Classification Axis 3 — Defect Location: Intracorpuscular vs Extracorpuscular

The third axis localises the defect to inside or outside the red cell.

Intracorpuscular defects (the abnormality is intrinsic to the red cell)
• Membrane defects: Abnormal spectrin, ankyrin, or band 3 proteins → loss of membrane deformability → spherocytes or elliptocytes → trapped and destroyed in splenic sinusoids.
• Enzyme defects: Deficient G6PD → failure of glutathione reduction → oxidant damage to Hb → Heinz body formation → 'bite cells' on smear; deficient pyruvate kinase → failure of ATP generation → rigid cells → extravascular destruction.
• Haemoglobin defects: Abnormal β-globin (sickle mutation) → sickling under deoxygenation → vaso-occlusion + haemolysis; quantitative globin defects (thalassaemia) → chain imbalance → precipitation, inclusion bodies, ineffective erythropoiesis.

Extracorpuscular defects (the red cell itself is normal at the start; the environment destroys it)
• Immune: Antibodies (IgG in warm AIHA, IgM in cold AIHA) coat the RBC surface → opsonisation → extravascular destruction in spleen.
• Mechanical: Fibrin strands in microvasculature (DIC, TTP, HUS) or mechanical heart valves shear passing red cells → fragmentation → schistocytes on smear.
• Toxic/infectious: Malaria parasite directly lyses the erythrocyte from within; Clostridium toxins degrade membrane phospholipids.
• Hypersplenism: Excessively active spleen (portal hypertension, storage diseases) → non-selective destruction of RBCs, WBCs and platelets.
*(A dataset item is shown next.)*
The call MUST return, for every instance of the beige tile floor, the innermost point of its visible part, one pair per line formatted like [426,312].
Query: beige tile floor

The diagnostic shortcut: The Ham test (acidified serum lysis test) — now largely replaced by flow cytometry for CD55/CD59 — was classically used to identify PNH, the one condition that straddles both axes: it is acquired (somatic GPI-anchor mutation) but intracorpuscular (the defect is within the cell's membrane proteins).

SELF-CHECK

A 25-year-old medical student donates blood. Lab tests show haemoglobin 13.2 g/dL (normal), reticulocytes 8%, serum unconjugated bilirubin 2.1 mg/dL, and LDH 420 U/L. Peripheral smear shows polychromasia and occasional spherocytes. She has no symptoms, no anaemia, and a positive family history for 'mild jaundice'. What is the most likely state?

A. Decompensated haemolytic anaemia with impending aplastic crisis

B. Compensated haemolytic state — marrow output is matching RBC destruction

C. Physiological haemolysis — findings are within normal limits

D. Iron deficiency anaemia with reactive reticulocytosis

Reveal Answer

Answer: B. Compensated haemolytic state — marrow output is matching RBC destruction

The triad of ↑reticulocytes, ↑unconjugated bilirubin, and ↑LDH with normal haemoglobin and a positive family history defines the compensated haemolytic state. The marrow's six- to eight-fold reserve is fully deployed, keeping haemoglobin in range despite ongoing red cell destruction. This is classic hereditary spherocytosis in its compensated form. Decompensation occurs only when destruction outpaces even maximal marrow response. Physiological haemolysis does not produce reticulocytosis or hyperbilirubinaemia at these levels.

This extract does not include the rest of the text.